While the first assays from Leichhardt Creek didn’t deliver economic grades, the thick zones of quartz-sulphide veining and strong hydrothermal alteration that were intercepted are arguably just as important at this early stage.

Such characteristics indicate classic plumbing for a big mineralised system and are a solid hint that the geologists are homing in on a material target, potentially an intrusion-related gold system (IRGS).

These are large-scale gold deposits genetically linked to felsic igneous intrusions, which typically exhibit specific metal fingerprints including bismuth, tellurium, arsenic, molybdenum and tungsten.
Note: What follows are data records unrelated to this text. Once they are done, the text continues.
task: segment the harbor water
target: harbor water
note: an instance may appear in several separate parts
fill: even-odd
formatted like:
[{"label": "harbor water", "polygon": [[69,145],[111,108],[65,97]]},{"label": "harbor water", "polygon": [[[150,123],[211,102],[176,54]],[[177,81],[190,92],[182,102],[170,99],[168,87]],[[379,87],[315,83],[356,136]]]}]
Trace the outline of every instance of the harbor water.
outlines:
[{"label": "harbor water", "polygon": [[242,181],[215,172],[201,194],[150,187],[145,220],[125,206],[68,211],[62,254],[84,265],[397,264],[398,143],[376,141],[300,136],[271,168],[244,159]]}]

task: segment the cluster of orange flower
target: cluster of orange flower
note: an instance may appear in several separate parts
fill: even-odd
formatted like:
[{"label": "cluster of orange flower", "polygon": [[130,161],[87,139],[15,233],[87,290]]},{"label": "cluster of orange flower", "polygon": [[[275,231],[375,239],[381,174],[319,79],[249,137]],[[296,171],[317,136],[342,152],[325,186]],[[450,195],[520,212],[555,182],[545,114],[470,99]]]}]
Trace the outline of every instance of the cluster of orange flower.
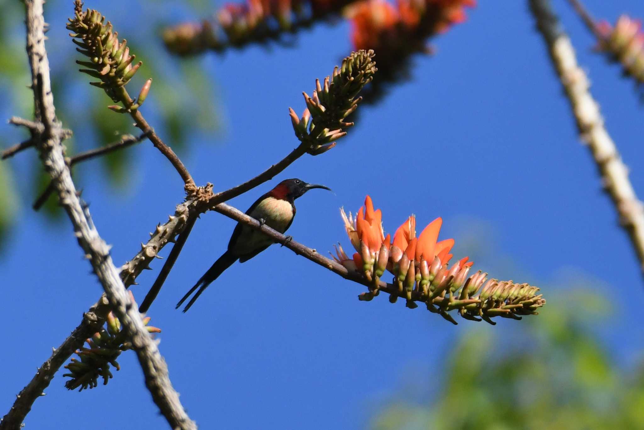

Edinburgh Park is prospective for high and low epithermal gold-silver systems, as well as porphyry-related gold-copper systems.

The three holes at Leichardt successfully intercepted a variety of supportive mineralisation indicators, including quartz-pyrite veining, intense hydrothermal alteration, molybdenum, and elevated silver and base-metal signatures.

Those signatures strongly support the company’s modelling, which it views as encouraging for other proposed targets in the north of the project area.

Importantly, assays are still pending from the remaining three drill holes at the company’s Molongle and Megan Veins targets.

Molongle already features surface rock chip results grading up to 5.27g/t gold and sits in strongly altered volcanic rocks typical of epithermal systems, while shallow drilling in 1989 yielded runs of 24m at 9.36g/t gold from surface and 18m at 0.34g/t gold from 12m.

Megan Veins has also yielded historic rock chips with up to 10.55g/t gold and shows classic gold-silver-base-metal veining and strong signature alteration, suggesting a nearby gold-silver late-stage epithermal system or an expression of a porphyry system lying a bit further away.

If assays from either Molongle or Megan Veins come good in the lab, the market could start paying much closer attention.

With more geophysics and geochemistry underway to generate fresh targets across the broader project, Edinburgh Park is still in what management calls its infancy.

When a project shows the kind of geological signals that hint at multi-million-ounce potential, like Edinburgh Park is starting to do, patience becomes part of the investment thesis.

The market often wants instant discovery holes and overnight re-rates, but the truth is these giant systems usually reveal themselves slowly - through multiple drill campaigns, plenty of metres in the ground and a growing understanding of the geology with each hole.

However, with Gold Fields funding the heavy lifting and several large-scale mineral systems already emerging, Great Southern has the luxury of time to do the exploration properly — exactly what’s needed to give a genuine province-scale hunt the thorough work it deserves.